LOUIS XXX presents two little known hybrid texts by French novelist and philosopher Georges Bataille: The Little One and The Tomb of Louis XXX. Written alongside Bataille’s major work, Guilty, and only loosely narrative in any conventional sense, these audaciously experimental pieces of pornographic chamber music commingle prose and poetry, fiction and autobiography, philosophical and theological meditations, abstract artifice and intimate confession, bound together by the mysterious pseudonym at their center. Jean-Jacques Pauvert claimed that The Little One was the most “shattering” text that Bataille ever wrote and André Breton remarked that The Little One “offers the most hungering, most moving aspect of [Bataille’s] thought and attests to the importance that that thought will have in the near future.” The future is now as these texts appear in English for the first time. An extended postface by the translator places the works in biographical, historical, and critical perspective as assemblages constellated around the disappearance of the discursive real.

Louis XXX (fiction) by Georges Bataille, translated by Stuart Kendall. London: Equus Press. ISBN 978-0-9571213-5-5. EU8.00. Release date: April 2013.

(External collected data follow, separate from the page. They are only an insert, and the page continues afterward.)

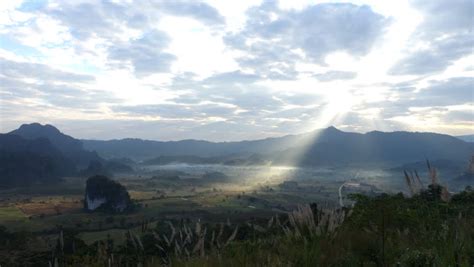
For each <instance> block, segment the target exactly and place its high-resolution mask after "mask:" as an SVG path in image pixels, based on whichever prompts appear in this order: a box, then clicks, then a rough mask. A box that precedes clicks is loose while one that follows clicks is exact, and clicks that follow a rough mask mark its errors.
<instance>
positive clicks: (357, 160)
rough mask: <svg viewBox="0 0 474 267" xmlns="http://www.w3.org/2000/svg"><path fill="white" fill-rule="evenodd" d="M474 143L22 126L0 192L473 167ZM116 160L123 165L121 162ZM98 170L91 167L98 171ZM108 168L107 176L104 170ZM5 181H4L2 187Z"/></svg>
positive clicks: (35, 124)
mask: <svg viewBox="0 0 474 267" xmlns="http://www.w3.org/2000/svg"><path fill="white" fill-rule="evenodd" d="M473 155H474V144H473V143H469V142H465V141H463V140H461V139H459V138H456V137H453V136H449V135H445V134H436V133H419V132H378V131H373V132H369V133H365V134H361V133H352V132H344V131H340V130H338V129H336V128H334V127H329V128H326V129H321V130H317V131H313V132H310V133H306V134H300V135H287V136H283V137H275V138H267V139H261V140H252V141H240V142H209V141H202V140H182V141H169V142H162V141H151V140H141V139H122V140H109V141H100V140H78V139H75V138H73V137H71V136H68V135H65V134H63V133H62V132H61V131H59V130H58V129H57V128H55V127H54V126H52V125H41V124H38V123H32V124H24V125H21V126H20V127H19V128H18V129H16V130H14V131H11V132H9V133H8V134H0V163H1V165H0V175H2V176H1V179H0V186H1V185H2V184H3V185H9V184H10V185H11V184H23V183H28V182H36V181H37V180H44V181H54V180H57V179H58V178H59V177H61V176H64V175H72V174H78V172H77V171H78V170H80V169H82V170H86V171H85V172H84V171H82V172H79V174H81V173H89V170H94V172H97V171H111V170H112V171H113V170H115V171H118V172H123V171H132V169H131V168H129V167H128V166H127V165H129V164H127V163H124V162H129V163H130V164H133V162H134V161H140V162H142V163H143V164H158V165H164V164H170V163H189V164H226V165H268V164H273V165H294V166H320V165H337V164H343V165H351V164H358V165H374V164H392V166H394V165H402V164H408V163H413V162H420V161H424V160H426V159H429V160H448V161H452V162H457V163H462V164H464V163H467V162H468V161H469V159H471V157H472V156H473ZM117 159H118V160H117ZM91 166H92V167H94V168H92V167H91ZM102 166H108V167H104V168H108V170H105V169H101V168H102ZM2 181H3V182H2Z"/></svg>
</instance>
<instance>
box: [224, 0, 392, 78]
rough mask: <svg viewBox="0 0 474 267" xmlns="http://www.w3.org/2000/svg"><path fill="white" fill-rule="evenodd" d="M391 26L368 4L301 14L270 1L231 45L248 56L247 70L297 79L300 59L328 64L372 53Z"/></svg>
mask: <svg viewBox="0 0 474 267" xmlns="http://www.w3.org/2000/svg"><path fill="white" fill-rule="evenodd" d="M388 23H389V21H388V19H386V18H385V17H383V16H381V15H379V14H377V13H375V12H374V11H372V9H371V8H370V7H368V6H357V5H353V4H317V5H313V6H309V7H307V8H305V9H303V10H299V11H295V10H280V9H279V8H278V7H277V6H276V4H275V2H274V1H267V2H264V3H263V4H262V5H260V6H258V7H255V8H251V9H250V10H249V11H248V20H247V23H246V25H245V28H244V29H243V30H242V31H240V32H237V33H232V34H229V35H227V36H226V37H225V41H226V43H227V44H228V45H229V46H231V47H233V48H234V49H237V50H241V51H245V52H246V54H247V55H245V56H242V57H241V58H239V59H238V61H239V63H240V64H241V66H242V67H248V68H253V69H255V70H256V71H258V72H261V73H262V75H263V76H268V77H270V78H272V79H278V78H281V79H284V78H294V77H295V75H296V74H297V73H296V72H295V71H294V63H295V62H296V61H300V60H303V59H304V60H308V61H310V62H313V63H317V64H322V65H324V64H325V62H324V59H325V56H326V55H328V54H330V53H332V52H336V51H337V52H340V51H345V52H347V53H349V54H351V55H353V56H362V55H365V54H367V53H368V52H369V51H370V48H371V47H372V45H373V44H374V43H375V41H376V40H377V38H378V37H379V36H381V35H382V34H383V31H384V28H385V26H387V25H388ZM285 75H287V77H285ZM279 76H280V77H279ZM288 76H289V77H288Z"/></svg>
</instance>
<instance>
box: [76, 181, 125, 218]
mask: <svg viewBox="0 0 474 267" xmlns="http://www.w3.org/2000/svg"><path fill="white" fill-rule="evenodd" d="M84 208H85V209H86V210H87V211H104V212H113V213H120V212H125V211H130V210H131V209H132V201H131V200H130V195H129V194H128V192H127V190H126V189H125V187H124V186H123V185H121V184H120V183H118V182H116V181H113V180H111V179H109V178H108V177H106V176H103V175H96V176H92V177H90V178H89V179H87V185H86V192H85V196H84Z"/></svg>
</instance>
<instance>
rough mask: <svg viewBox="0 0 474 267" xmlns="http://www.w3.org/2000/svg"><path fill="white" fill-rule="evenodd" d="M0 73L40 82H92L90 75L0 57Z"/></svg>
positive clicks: (45, 65)
mask: <svg viewBox="0 0 474 267" xmlns="http://www.w3.org/2000/svg"><path fill="white" fill-rule="evenodd" d="M0 69H1V70H2V75H4V76H6V77H10V78H15V79H22V78H27V77H28V78H31V79H35V80H38V81H40V82H53V81H55V82H72V83H75V82H92V81H94V80H95V77H94V76H92V75H84V74H76V73H71V72H64V71H61V70H57V69H53V68H51V67H49V66H47V65H44V64H36V63H28V62H16V61H11V60H7V59H5V58H0Z"/></svg>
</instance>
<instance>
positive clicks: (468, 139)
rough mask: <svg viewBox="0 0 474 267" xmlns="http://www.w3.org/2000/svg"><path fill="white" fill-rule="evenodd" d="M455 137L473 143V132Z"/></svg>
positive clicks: (464, 140) (473, 135) (473, 137)
mask: <svg viewBox="0 0 474 267" xmlns="http://www.w3.org/2000/svg"><path fill="white" fill-rule="evenodd" d="M456 137H457V138H459V139H461V140H463V141H464V142H470V143H474V134H468V135H460V136H456Z"/></svg>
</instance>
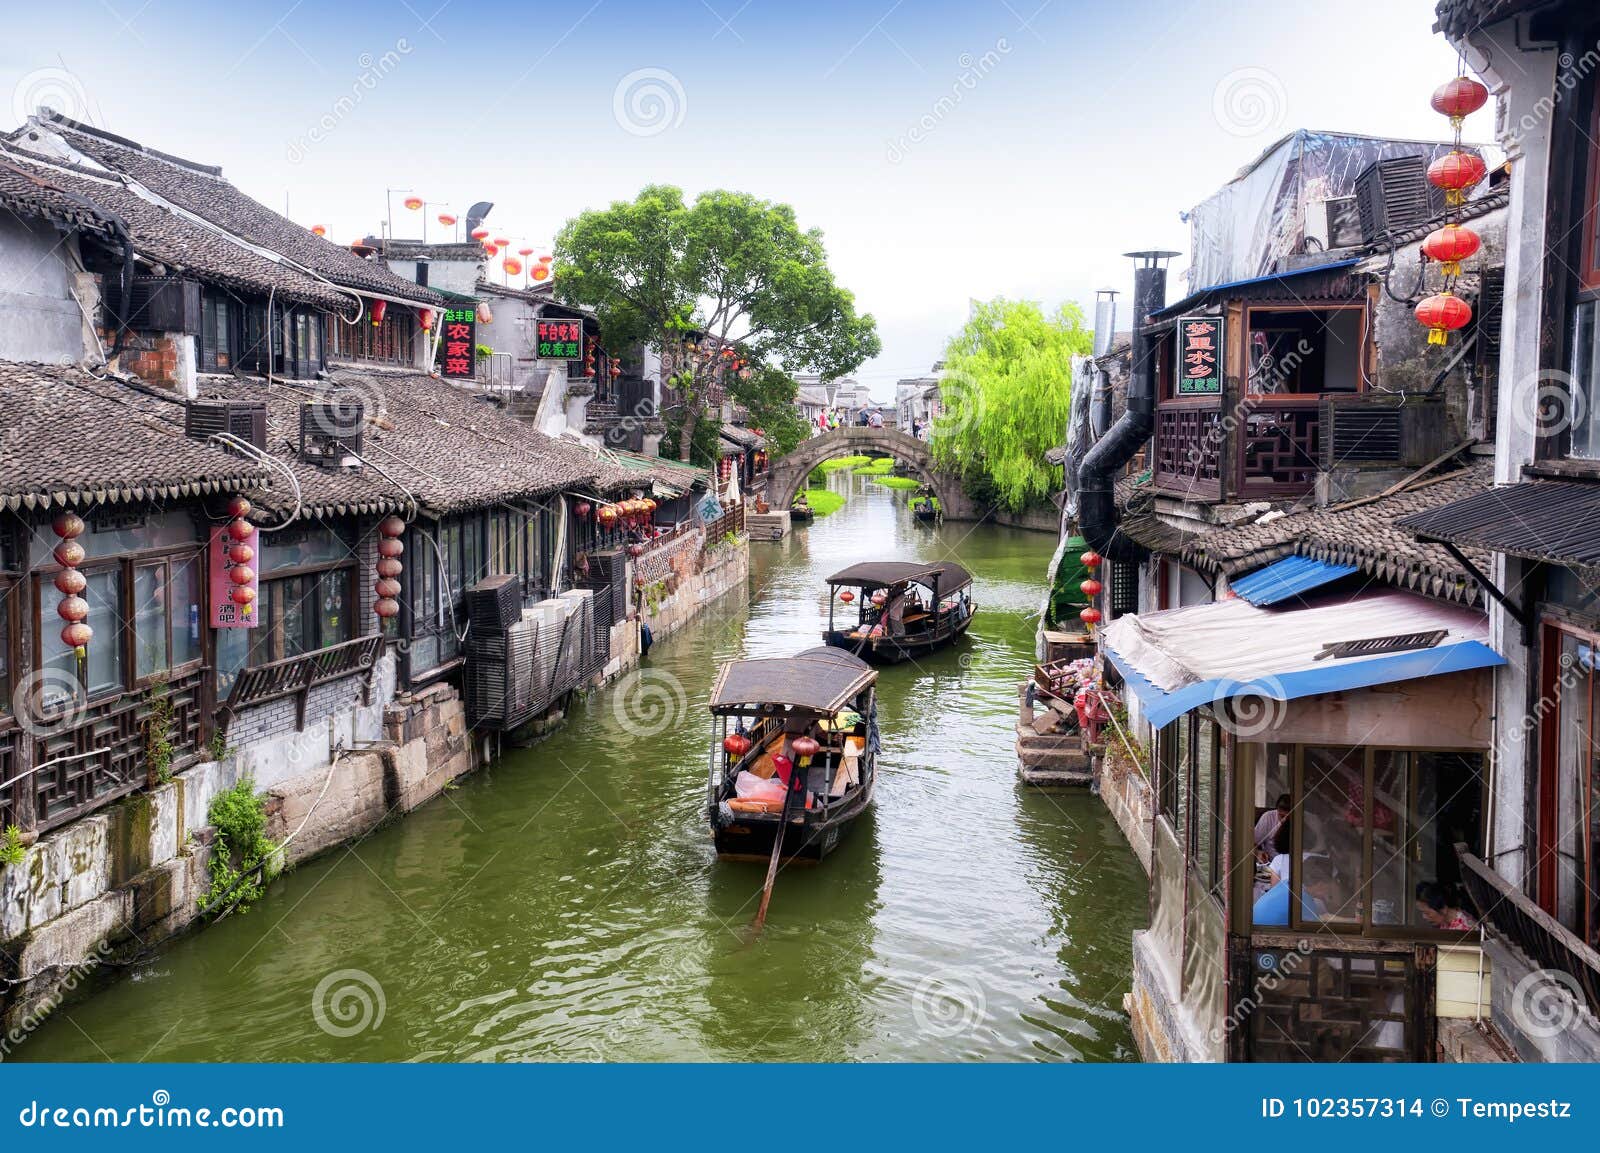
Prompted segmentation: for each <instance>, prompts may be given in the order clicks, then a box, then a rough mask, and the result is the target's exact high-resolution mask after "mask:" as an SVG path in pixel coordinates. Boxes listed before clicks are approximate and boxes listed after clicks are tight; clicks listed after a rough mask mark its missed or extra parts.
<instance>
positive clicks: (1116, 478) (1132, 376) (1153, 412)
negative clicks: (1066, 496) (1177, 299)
mask: <svg viewBox="0 0 1600 1153" xmlns="http://www.w3.org/2000/svg"><path fill="white" fill-rule="evenodd" d="M1126 256H1131V257H1133V259H1134V261H1138V264H1136V265H1134V272H1133V349H1131V352H1133V371H1131V374H1130V377H1128V406H1126V409H1125V411H1123V414H1122V419H1118V421H1117V424H1114V425H1112V427H1110V430H1109V432H1107V433H1106V435H1104V437H1101V438H1099V441H1096V445H1094V448H1091V449H1090V454H1088V456H1086V457H1083V464H1080V465H1078V533H1082V534H1083V539H1085V541H1086V542H1088V545H1090V549H1093V550H1094V552H1098V553H1101V555H1102V557H1109V558H1112V560H1131V561H1139V560H1144V555H1146V550H1144V549H1142V547H1141V545H1138V544H1134V542H1133V541H1130V539H1128V537H1126V536H1122V534H1120V533H1117V501H1115V494H1114V486H1115V483H1117V470H1118V469H1122V467H1123V465H1125V464H1128V461H1131V459H1133V456H1134V453H1138V451H1139V448H1141V446H1142V445H1144V441H1147V440H1149V438H1150V433H1152V432H1154V430H1155V341H1152V339H1150V334H1149V320H1147V318H1149V315H1150V313H1152V312H1158V310H1160V309H1162V307H1163V305H1165V304H1166V262H1168V261H1170V259H1171V257H1174V256H1178V253H1165V251H1149V253H1126Z"/></svg>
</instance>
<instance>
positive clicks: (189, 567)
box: [168, 557, 235, 668]
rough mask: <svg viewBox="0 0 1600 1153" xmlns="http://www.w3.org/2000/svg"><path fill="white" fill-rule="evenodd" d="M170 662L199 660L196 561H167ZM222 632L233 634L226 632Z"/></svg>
mask: <svg viewBox="0 0 1600 1153" xmlns="http://www.w3.org/2000/svg"><path fill="white" fill-rule="evenodd" d="M170 565H171V582H170V585H168V592H170V596H171V660H173V667H174V668H176V667H179V665H186V664H189V662H190V660H198V659H200V657H202V652H203V649H202V633H200V558H198V557H192V558H187V560H184V558H179V557H174V558H173V560H171V561H170ZM224 632H235V630H232V628H227V630H224Z"/></svg>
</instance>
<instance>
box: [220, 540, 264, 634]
mask: <svg viewBox="0 0 1600 1153" xmlns="http://www.w3.org/2000/svg"><path fill="white" fill-rule="evenodd" d="M227 529H229V526H227V525H218V526H216V528H213V529H211V555H210V558H208V560H210V561H211V563H210V565H208V566H206V568H208V571H210V577H211V627H213V628H254V627H256V619H258V617H259V611H258V609H256V596H258V595H259V593H261V577H258V576H256V563H258V558H259V557H261V531H259V529H256V528H251V531H250V536H248V537H245V539H243V541H235V539H234V537H232V536H230V534H229V531H227ZM235 571H237V573H238V576H237V577H235ZM235 588H240V590H243V588H248V590H250V593H248V595H245V593H243V592H240V593H238V595H235V593H234V590H235ZM240 601H243V603H240Z"/></svg>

Stuart Kendall is a writer, editor, and translator working at the intersections of poetics, modern and contemporary visual culture, theology, ecology, and design. His books include Georges Bataille (Reaktion Books, Critical Lives, 2007), The Ends of Art and Design (Infrathin, 2011), and eight book-length translations of French poetry, philosophy, and visual and cultural criticism, including books by Bataille, Maurice Blanchot, Paul Éluard, Jean Baudrillard, Guy Debord, and René Char. In 2012, Contra Mundum published his Gilgamesh, a new version of the eponymous Mesopotamian poems.